Pharmacogenomics holds much potential to aid in discovering drug response
biomarkers and developing novel targeted therapies, leading to development of
precision medicine and working towards the goal of personalized therapy.
Several large experiments have been conducted, both to molecularly
characterize drug dose response across many cell lines, and to examine the
molecular response to drug administration. However, the experiments lack a
standardization of protocols and annotations, hindering meta-analysis across
several experiments.

`PharmacoGx` was developed to address these challenges, by providing a
unified framework for downloading and analyzing large pharmacogenomic datasets
which are extensively curated to ensure maximum overlap and consistency.
`PharmacoGx` is based on a level of abstraction from the raw
experimental data, and allows bioinformaticians and biologists to work with
data at the level of genes, drugs and cell lines. This provides a more
intuitive interface and, in combination with unified curation, simplifies
analyses between multiple datasets.

To organize the data released by each experiment, we developed the
*PharmacoSet* class. This class efficiently stores different types of
data and facilitates interrogating the data by drug or cell line. The
*PharmacoSet* is also versatile in its ability to deal with two
distinct types of pharmacogenomic datasets. The first type, known as
*sensitivity* datasets, are datasets where cell lines were profiled
on the molecular level, and then tested for drug dose response. The second
type of dataset is the *perturbation* dataset. These types of
datasets profile a cell line on the molecular level before and after
administration of a compound, to characterize the action of the compound on
the molecular level.

With the first release of *PharmacoGx* we have fully curated and
created PharmacoSet objects for three publicly available large pharmacogenomic
datasets. Two of these datasets are of the *sensitivity* type. These
are the Genomics of Drug Sensitivity in Cancer Project (GDSC) 
[@garnett_systematic_2012] and the Cancer Cell Line Encyclopedia (CCLE) 
[@barretina_cancer_2012]. The third dataset is of the *perturbation* type, the 
Connectivity Map (CMAP) project [@lamb_connectivity_2006].

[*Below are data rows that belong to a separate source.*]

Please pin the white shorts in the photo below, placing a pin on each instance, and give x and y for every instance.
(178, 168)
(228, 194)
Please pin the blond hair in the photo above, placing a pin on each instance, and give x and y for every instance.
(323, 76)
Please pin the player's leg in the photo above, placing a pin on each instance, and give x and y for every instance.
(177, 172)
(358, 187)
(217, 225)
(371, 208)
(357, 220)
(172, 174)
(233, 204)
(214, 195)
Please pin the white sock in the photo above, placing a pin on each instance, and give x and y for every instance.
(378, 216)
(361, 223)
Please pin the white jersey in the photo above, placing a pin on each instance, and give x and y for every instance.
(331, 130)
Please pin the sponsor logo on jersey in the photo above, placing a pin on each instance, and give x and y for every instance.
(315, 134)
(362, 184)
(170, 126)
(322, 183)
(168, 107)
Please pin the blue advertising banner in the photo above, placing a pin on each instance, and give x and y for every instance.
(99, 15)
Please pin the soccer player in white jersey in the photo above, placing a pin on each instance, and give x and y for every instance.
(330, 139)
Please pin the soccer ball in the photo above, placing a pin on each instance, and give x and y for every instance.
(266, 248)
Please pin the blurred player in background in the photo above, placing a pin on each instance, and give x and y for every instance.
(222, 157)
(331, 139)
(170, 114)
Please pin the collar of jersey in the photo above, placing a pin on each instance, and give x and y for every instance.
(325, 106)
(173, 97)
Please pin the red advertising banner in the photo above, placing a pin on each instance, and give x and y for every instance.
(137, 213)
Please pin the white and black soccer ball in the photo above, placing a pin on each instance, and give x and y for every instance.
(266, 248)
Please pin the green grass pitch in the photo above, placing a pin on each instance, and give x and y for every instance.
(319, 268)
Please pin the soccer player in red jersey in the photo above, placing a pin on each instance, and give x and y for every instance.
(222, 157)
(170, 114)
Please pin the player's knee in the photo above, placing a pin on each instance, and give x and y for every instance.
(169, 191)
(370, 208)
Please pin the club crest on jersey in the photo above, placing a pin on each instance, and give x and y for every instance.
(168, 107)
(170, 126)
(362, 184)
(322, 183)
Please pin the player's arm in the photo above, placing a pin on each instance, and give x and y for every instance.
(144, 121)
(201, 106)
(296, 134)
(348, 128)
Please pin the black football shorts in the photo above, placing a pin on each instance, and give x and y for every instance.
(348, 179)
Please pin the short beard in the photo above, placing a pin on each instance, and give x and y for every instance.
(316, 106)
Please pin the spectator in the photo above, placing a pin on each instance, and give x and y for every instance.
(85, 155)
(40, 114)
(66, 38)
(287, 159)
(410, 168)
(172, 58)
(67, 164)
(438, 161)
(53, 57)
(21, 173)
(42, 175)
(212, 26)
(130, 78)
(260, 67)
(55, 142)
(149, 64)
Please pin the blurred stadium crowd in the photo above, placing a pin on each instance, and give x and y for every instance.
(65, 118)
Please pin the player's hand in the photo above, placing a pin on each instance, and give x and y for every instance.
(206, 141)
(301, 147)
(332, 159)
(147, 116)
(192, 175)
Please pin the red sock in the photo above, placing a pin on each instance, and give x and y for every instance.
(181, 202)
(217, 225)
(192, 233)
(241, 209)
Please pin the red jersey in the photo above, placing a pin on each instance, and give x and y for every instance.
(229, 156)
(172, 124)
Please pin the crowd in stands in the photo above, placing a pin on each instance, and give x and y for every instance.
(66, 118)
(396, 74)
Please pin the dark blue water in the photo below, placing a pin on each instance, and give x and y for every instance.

Furthermore, `PharmacoGx` provides a suite of parallized functions which
facilitate drug response biomarker discovery, and molecular drug
characterization. This vignette will provide two example analysis case
studies. The first will be comparing gene expression and drug sensitivity
measures across the CCLE and GDSC projects. The second case study will
interrogate the CMAP database with a known signature of up and down regulated
genes for HDAC inhibitors as published in [@glaser_gene_2003}. Using the
Connectivity Score as defined in [@lamb_connectivity_2006], it will be seen that
known HDAC inhibitors have a high numerical score and high significance.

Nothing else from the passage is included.